Evangelism: Product Placement and Program, Or the Nobility of the Good Thinker

   Small thinkers produce small thoughts. Roark says, to be a good thinker, one must first be a good person. I suppose this is true, since it tends to clear the calendar of ulterior machinations. It also occurs to me that a good thinker must think as much in broad principles as in minor details.

   For the last fifty years or so, in Free Church life, good thinkers have succumbed to powerful forces. The thinking pool among us is a shrinking pool as a result. This fellow was "too big for his britches." That one over there risked the most horrid gamble, he was "right too soon." The legion of the "angry, unreconciled" are too great for a thousand herds of swine.

   I imagine myself sitting in a clean room somewhere with a tube of poison-life running into my arm, sure to kill undying cells, at the same time destroying the auto-immunities that render one able to withstand the common germs of socio-religious life. We actually do get to name our poison.

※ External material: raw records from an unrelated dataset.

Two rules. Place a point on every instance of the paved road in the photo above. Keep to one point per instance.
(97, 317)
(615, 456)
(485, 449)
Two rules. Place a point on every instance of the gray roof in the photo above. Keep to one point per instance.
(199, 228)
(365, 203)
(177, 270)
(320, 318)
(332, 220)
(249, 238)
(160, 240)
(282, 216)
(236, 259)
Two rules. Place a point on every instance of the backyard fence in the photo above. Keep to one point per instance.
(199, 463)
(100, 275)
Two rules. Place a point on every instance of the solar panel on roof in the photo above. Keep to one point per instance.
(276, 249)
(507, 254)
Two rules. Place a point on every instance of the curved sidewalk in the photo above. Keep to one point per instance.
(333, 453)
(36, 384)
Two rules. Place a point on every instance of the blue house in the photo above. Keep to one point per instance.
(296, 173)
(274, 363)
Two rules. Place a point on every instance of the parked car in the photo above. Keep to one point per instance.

   We desperately need some good thinkers or we will transfer cards from this hot institution to that one over there, while never making a dent in the culture. A large, large church is, at best, a small portion of a community. Communal action by a collection of large churches and small bodies, what we used to call an association of churches or a convention of them, must adapt to be effective. There must be some real thinking done about how we will cooperate and with whom.

   Today, I would issue a clarion call to all who would hear. Find associations around the kind of affinity groups that most mirror your heart. In so doing, you will be true to your own conscience and remove the stigma of the hypocrite from your breast.

   I am looking for thinkers, true thinkers, who are not likely to ask much for themselves. Jesus was a a thinker. He let Judas keep the purse. Paul was a thinker. Visionary thinkers were not mere pedagogues, even less didactic demagogues. They demonstrated a form of nobility that made their courage seem like anger to the milksops who scurried on all fours around Rome, in search of an imperial crumb.

   Courage is always necessary. The injustices of society appear irreconcilable when one considers just what is before our eyes. In fact, one of the meanest tricks of Satan is to show us the enormity of our task and then offer us a short cut. The enemy took our Lord to a high place to show Him all the nations of the world. Then, with the enormity of His task made plain, the Adversary offered Jesus a quiet, private deal. In exchange for His soul, Satan would give Him the world: no crowd, no cross, no crucifixion.

   Worlds are not won so easily, nor souls saved so cheaply. Jesus, the noble thinker, would not do wrong, even if right might come of it. He accepted the discipline of the Cross rather than reverence Satan for an instant.If the Temptation Story makes any difference it must be because Jesus might have failed, or, at least, that a lesser thinker in His place would most certainly have succumbed. Jesus succeeded because He is the Ultimate Good Thinker, the Primal Good Person.